Police said Wednesday that they were investigating whether former Prime Minister Ehud Olmert transferred part of the alleged bribe money he received in the Holyland affair to his brother, Yossi Olmert, who left Israel several years ago due to financial troubles.
Olmert allegedly received more than NIS 1 million during his time in office, part of which was transferred to the United States in order to cover his brother's debt, police suspect.
Police and the prosecution will be granted access to Yossi Olmert's bank accounts in order to trace the money.
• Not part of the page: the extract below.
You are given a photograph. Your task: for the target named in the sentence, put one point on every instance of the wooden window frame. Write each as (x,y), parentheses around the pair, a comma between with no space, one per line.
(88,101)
Police will also investigate whether other suspects in the corruption scandal allegedly transferred money abroad.
Earlier this week, an Olmert adviser said that the new draft indictment against the former premier was one more move in a “campaign of persecution."
"This is part of an extended, planned campaign of persecution,” Amir Dan said. “It’s [coming] at the height of an ongoing legal proceeding − something that could have a direct and improper impact on everyone slated to testify in this proceeding in the coming days."
Police suspect that, between 1999 and 2008, the Holyland Development Company and associated land developers paid tens of millions of dollars in bribes to senior officials in the Jerusalem municipality, the district planning and building committee and in the Israel Lands Administration.
Olmert is currently on trial in three other cases, and is also due to be questioned by police in the Holyland corruption scandal.